Supaya dapat memberikan kepercayaan diri kepada korban yang bersangkutan untuk menatap kehidupan menjadi jauh lebih baik lagi. Seharusnya meski pihak pelaku sudah membayarkan denda kepada korban, namun bukan berarti kasus pidananya hilang atau berhenti.
Dengan cara hukum adat berupa denda itu, maka perempuan atau anak-anak yang menjadi korban kekerasan dalam bentuk apapun seolah sama sekali tidak bisa berbuat apa-apa jika pihak pelaku sudah membayarkan denda adat, maka kasus penanganan hukum bisa berhenti begitu saja.
Kenyataan yang terkesan sangat menganggap remeh dan enteng hukum itu nyatanya memang masih terus ada di Tanah Papua.

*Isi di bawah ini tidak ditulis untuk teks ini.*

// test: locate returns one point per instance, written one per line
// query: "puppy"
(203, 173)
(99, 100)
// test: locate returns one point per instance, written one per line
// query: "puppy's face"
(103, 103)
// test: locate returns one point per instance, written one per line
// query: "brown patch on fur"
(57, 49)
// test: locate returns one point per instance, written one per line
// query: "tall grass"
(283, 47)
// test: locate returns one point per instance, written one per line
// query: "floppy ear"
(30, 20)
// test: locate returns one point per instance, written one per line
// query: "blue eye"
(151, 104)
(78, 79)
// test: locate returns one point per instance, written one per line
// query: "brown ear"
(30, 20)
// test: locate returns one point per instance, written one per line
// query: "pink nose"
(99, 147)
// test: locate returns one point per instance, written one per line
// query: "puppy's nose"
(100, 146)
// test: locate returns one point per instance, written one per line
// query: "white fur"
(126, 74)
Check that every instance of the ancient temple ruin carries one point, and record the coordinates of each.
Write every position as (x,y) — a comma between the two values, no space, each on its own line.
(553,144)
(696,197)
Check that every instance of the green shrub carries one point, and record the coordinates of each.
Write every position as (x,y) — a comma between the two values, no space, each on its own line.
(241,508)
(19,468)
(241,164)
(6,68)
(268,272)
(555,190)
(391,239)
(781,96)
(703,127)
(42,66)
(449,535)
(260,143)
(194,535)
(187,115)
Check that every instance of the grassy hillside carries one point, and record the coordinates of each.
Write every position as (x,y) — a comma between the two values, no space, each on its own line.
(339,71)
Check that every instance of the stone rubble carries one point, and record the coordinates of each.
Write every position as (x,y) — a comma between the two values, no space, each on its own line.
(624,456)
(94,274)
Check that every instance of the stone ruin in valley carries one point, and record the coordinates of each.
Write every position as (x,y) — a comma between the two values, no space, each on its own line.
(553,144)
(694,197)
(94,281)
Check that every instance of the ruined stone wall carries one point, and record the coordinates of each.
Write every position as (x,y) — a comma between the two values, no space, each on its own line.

Sebenarnya, dampak atau konsekuensi dari penerapan hukum adat berupa denda, bukan hanya tidak akan mendatangkan efek jera dan menganggap remeh hukum positif saja.
Namun, terdapat dampak besar lain yang justru akan dirasakan seluruh masyarakat Papua, yakni terhambatnya kemajuan dan kesejahteraan masyarakat setempat. Bagaimana tidak, pasalnya, biasanya denda itu mereka ambil dari dana desa, yang sebenarnya merupakan uang untuk keperluan membangun dan menyejahterakan masyarakat.
Alih-alih untuk memajukan dan menyejahterakan, justru dana desa yang Pemerintah berikan, malah kerap menjadi upaya untuk membayarkan denda karena penerapan hukum adat sehingga upaya pengembangan Papua pun menjadi sangat terhambat.
Di sisi lain, Asisten I Bidang Pemerintahan Umum Sekretaris Daerah (Setda) Kabupaten Jayapura, Elphina Situmorang mengatakan bahwa alokasi dana desa (ADD) atau dana kampung sebenarnya cukup besar sehingga setiap program dan kegiatan hendaknya harus mengalami monitoring oleh Dinas Pemberdayaan Masyarakat Kampung.
Pihak Pemerintah Kabupaten (Pemkab) Jayapura juga mengharapkan seluruh kepala kampung hingga kepala kampung adat mampu secara bijak mengelola anggaran Dana Desa 2024, yang mana nilainya hingga sebesar Rp 120 miliar.
Maka dari itu, sebenarnya penerapan hukum positif merupakan sesuatu yang mampu mewujudkan kemajuan dan juga kesejahteraan bagi seluruh rakyat Papua tanpa terkecuali, termasuk juga menghadirkan keadilan. Karena apabila hukum adat terus berlangsung dengan cara penerapan sistem denda, hal itu hanya akan semakin memakan dana desa yang sejatinya berguna untuk memajukan Tanah Papua, sehingga upaya pengembangan menjadi terhambat.